= California Dance Institute =

California Dance Institute (CDI) was founded in 2001 by Joffrey Ballet principal dancer Carole Valleskey. CDI was founded as a West Coast affiliate of Jacques d'Amboise's National Dance Institute. CDI teachers have all been trained in the rigorous NDI teaching methodology.

Having served over 17,000 in Los Angeles County, CDI's in-school and after-school programs provide a structured set of lessons in rhythm, music and movement. The schools served by CDI are in ethnically diverse, low-income neighborhoods. At the end of each school year, the students dance in a professionally staged production with live musical accompaniment, full costumes, and lighted backdrops.

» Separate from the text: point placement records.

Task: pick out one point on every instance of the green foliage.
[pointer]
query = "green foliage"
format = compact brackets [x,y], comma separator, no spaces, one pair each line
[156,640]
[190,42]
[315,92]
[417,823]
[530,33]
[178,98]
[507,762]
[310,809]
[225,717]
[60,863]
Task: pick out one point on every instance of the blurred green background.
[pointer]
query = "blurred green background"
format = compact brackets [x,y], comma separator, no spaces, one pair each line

According to founder Carole Valleskey, "Virtues are habits, and dance, as taught by CDI, is habituation in many of the skills of learning, as well as the components of good character. Dance, properly taught, is like sport, properly understood." Now adult alums of the program credit CDI with helping to shape their futures.

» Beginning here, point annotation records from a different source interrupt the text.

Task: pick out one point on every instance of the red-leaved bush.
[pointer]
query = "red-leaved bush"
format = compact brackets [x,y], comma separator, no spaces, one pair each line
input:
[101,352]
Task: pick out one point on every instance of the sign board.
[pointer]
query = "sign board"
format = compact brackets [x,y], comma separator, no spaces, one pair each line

CDI has been supported by notables such as Angela Lansbury and George Will, as well as numerous foundations such as the Pasadena Showcase for the Arts, the Herb Alpert Foundation, and the California Arts Council.

Neuroscientist Dr. Adele Diamond has explained that CDI's methodology helps to develop Executive Function, a strong predictor of student success from Kindergarten through University and throughout life. According to Dr. Diamond, CDI helps students to develop working memory, cognitive flexibility, self-control and discipline, the three main aspects of Executive Function.